The danger here lies in the sporadic nature of these reviews, which may miss nuanced or transient vulnerabilities, especially when threat actors deliberately target off-peak times to exploit weaknesses. In contrast, continuous monitoring provides a more dynamic and vigilant approach. In doing so, banks can detect and respond to unusual activities or deviations from established cryptographic standards in real-time.

Risk of ‘scope’

The challenge in defining the scope of cryptographic inventory is not just about complexity; it’s about comprehensiveness. Often, the focus is on main systems, neglecting the fact that peripheral systems can have significant interconnections, leading to potential vulnerabilities.

Cyberattacks can exploit these less obvious entry points, which are frequently overlooked in narrowly scoped reviews. Therefore, a broader scope is essential, encompassing all systems that interact with or could impact the secure network.

Of course, this is not new to the concept of PCI and the data security standards community. However, the knock-on effects of compromised administrative accounts, re-use of passwords, or compromised networking gear mean they might all fall ‘out of scope’ even while having a clear and imminent risk to ‘in scope’ systems.

Risk of ‘sampling’

Sample-based compliance checks, a common practice in cryptographic assessments, operate under a significant assumption that a subset of data can represent the whole. However, this methodology often falls short in the complex world of cryptography. Just as testing a handful of passwords doesn’t confirm the security of all passwords in a system, assessing a selection of cryptographic elements doesn’t ensure the entire system’s integrity.

Each cryptographic element, whether it’s a protocol, algorithm, or key, has its unique vulnerabilities and requires individual validation. A comprehensive evaluation, examining every cryptographic component, is critical. This thorough approach is the only way to effectively identify and address the nuanced and varied risks in an organization’s cryptographic landscape, ensuring robust and reliable security across the entire network.

Risk of ‘legacy’

Legacy systems, often embedded deep within financial networks, pose a unique challenge. These systems may operate on outdated cryptographic standards, becoming latent vulnerabilities.
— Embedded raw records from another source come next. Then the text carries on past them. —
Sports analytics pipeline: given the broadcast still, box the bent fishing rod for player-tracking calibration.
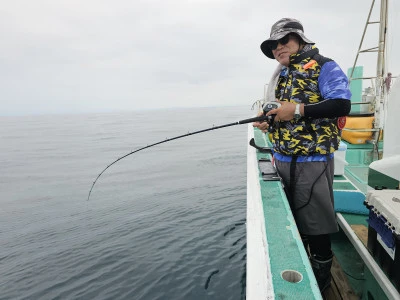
[87,108,271,201]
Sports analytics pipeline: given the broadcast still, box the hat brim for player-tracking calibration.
[260,29,315,59]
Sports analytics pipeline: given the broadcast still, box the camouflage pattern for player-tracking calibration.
[260,18,314,59]
[272,45,351,160]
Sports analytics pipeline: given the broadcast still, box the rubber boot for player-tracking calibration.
[310,254,333,293]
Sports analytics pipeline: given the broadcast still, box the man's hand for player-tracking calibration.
[267,101,296,122]
[253,111,269,132]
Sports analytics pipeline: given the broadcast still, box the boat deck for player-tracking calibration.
[322,224,368,300]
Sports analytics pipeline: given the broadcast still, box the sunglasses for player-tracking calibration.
[268,33,291,50]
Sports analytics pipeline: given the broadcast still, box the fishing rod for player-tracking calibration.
[87,109,274,201]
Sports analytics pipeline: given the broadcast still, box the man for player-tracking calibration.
[253,18,351,292]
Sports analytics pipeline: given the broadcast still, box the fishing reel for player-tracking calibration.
[263,101,281,132]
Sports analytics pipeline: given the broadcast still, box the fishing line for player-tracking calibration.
[87,115,271,201]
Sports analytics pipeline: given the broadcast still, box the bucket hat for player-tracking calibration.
[260,18,315,59]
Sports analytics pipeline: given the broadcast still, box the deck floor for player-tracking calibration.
[322,225,368,300]
[322,257,360,300]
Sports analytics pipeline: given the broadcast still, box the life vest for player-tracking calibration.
[272,46,340,156]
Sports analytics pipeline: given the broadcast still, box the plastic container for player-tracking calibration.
[334,142,349,176]
[365,190,400,291]
[342,117,375,144]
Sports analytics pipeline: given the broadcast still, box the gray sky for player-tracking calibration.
[0,0,400,115]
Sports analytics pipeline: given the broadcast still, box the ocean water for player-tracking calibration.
[0,106,254,300]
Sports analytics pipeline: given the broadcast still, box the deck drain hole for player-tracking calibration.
[281,270,303,283]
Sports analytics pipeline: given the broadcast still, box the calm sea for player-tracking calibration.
[0,107,254,300]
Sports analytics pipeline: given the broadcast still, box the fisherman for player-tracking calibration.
[253,18,351,292]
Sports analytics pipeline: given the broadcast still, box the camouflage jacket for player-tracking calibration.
[272,46,351,156]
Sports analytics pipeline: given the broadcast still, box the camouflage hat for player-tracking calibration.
[260,18,314,59]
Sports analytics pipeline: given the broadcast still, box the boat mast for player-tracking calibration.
[375,0,388,129]
[349,0,388,137]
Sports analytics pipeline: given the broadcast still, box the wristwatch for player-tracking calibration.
[294,103,301,120]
The risk is not just in their active use but in their mere availability as exploitable gateways by malicious actors.

Unfortunately, it is not as simple as running an upgrade.  Legacy systems become “legacy” because they work.  They fulfill a function reliably and often newer or updated versions are not available.  It’s therefore crucial to identify these systems and set a sensible plan to bring their communications into compliance. This process might involve a platform overhaul, patches, or even quarantine with a front-end proxy. Each case will be unique.

Risk of ‘ignorance’

Possibly the worst risk of all is the risk of ignorance in cryptographic security. Many in the financial sector lack a deep understanding of cryptographic risks, leading to vulnerabilities that hackers can exploit. One example of this is weak ciphers. But things like long-duration certificates and self-signed certificates are other common issues. Weak intermediary certificates are even less well understood by operators.
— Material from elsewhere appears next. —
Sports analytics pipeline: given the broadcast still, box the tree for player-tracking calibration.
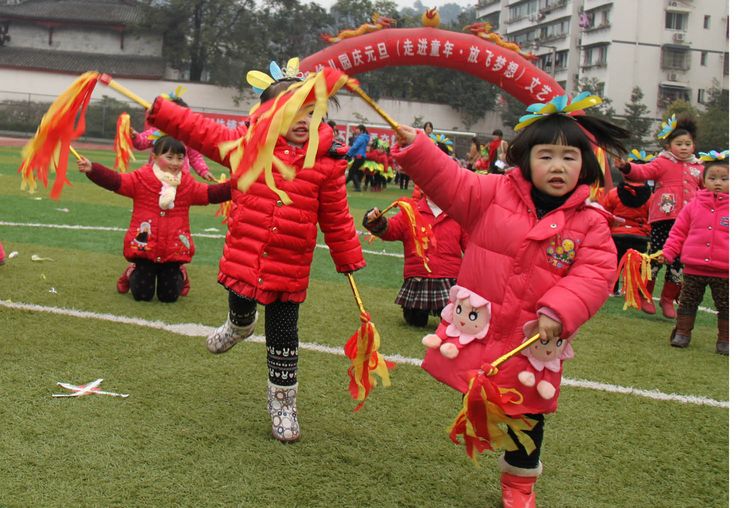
[578,78,615,121]
[625,86,652,147]
[696,80,729,152]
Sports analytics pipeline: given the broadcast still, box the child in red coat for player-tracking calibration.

Any of these components will prove to be a natural entry point for skilled hackers. And then there’s the ongoing scourge of software bugs that must also be factored in. Fostering a culture of cybersecurity awareness that goes beyond the traditional and includes some of the intricacies of cryptography must be adopted by those in the finance sector.

Taking the next step

The introduction of the new PCI DSS 4.0 cryptographic quality standards will carry a significant number of potentially thorny issues that are not immediately and readily apparent. Compliance with regulation must be seen as the minimum burn. But remember, even fire-code-approved buildings can still burn.

The sector must cultivate a culture prioritizing continuous, in-depth cryptographic practices and security policies capable of managing organizational progress toward a fully diversified, quantum-safe, and crypto-agile network.